Le commerce de Bordeaux prenait une large part à ce mouvement, surtout pour les vins et les eauxde-vie, que quatre à cinq cents navires anglais, hollandais et des ports de la Baltique, venaient y chercher chaque année, quand la paix le permettait. Toutefois, comme nous l'avons vu, vers la fin du XVIIe siècle, les tarifs élevés adoptés par la France avaient fait naître, surtout en Angleterre, des représailles désastreuses.
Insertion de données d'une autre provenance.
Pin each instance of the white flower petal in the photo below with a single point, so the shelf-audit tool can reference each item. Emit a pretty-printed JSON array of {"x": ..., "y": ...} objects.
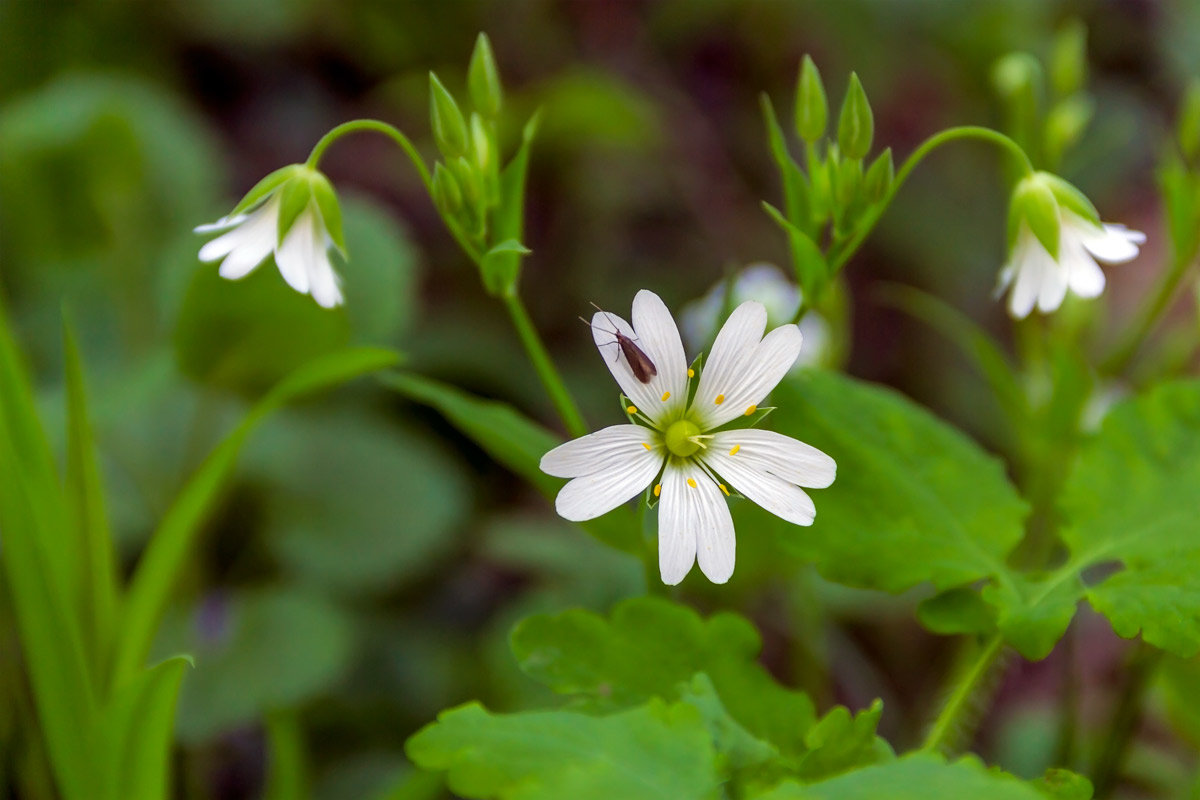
[
  {"x": 1110, "y": 244},
  {"x": 761, "y": 371},
  {"x": 323, "y": 278},
  {"x": 603, "y": 451},
  {"x": 591, "y": 495},
  {"x": 774, "y": 494},
  {"x": 785, "y": 457},
  {"x": 694, "y": 523},
  {"x": 655, "y": 335},
  {"x": 297, "y": 253}
]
Non-seulement cette réciprocité de mesures hostiles diminua considérablement notre exportation de vins, mais encore le gouvernement anglais, favorisant avec énergie la fabrication des bières et eaux-de-vie de grains, les consommateurs de ce pays contractèrent des habitudes nouvelles, et ce changement dans les goûts de nos voisins fut certainement le coup le plus funeste qu'ait reçu le commerce de Bordeaux.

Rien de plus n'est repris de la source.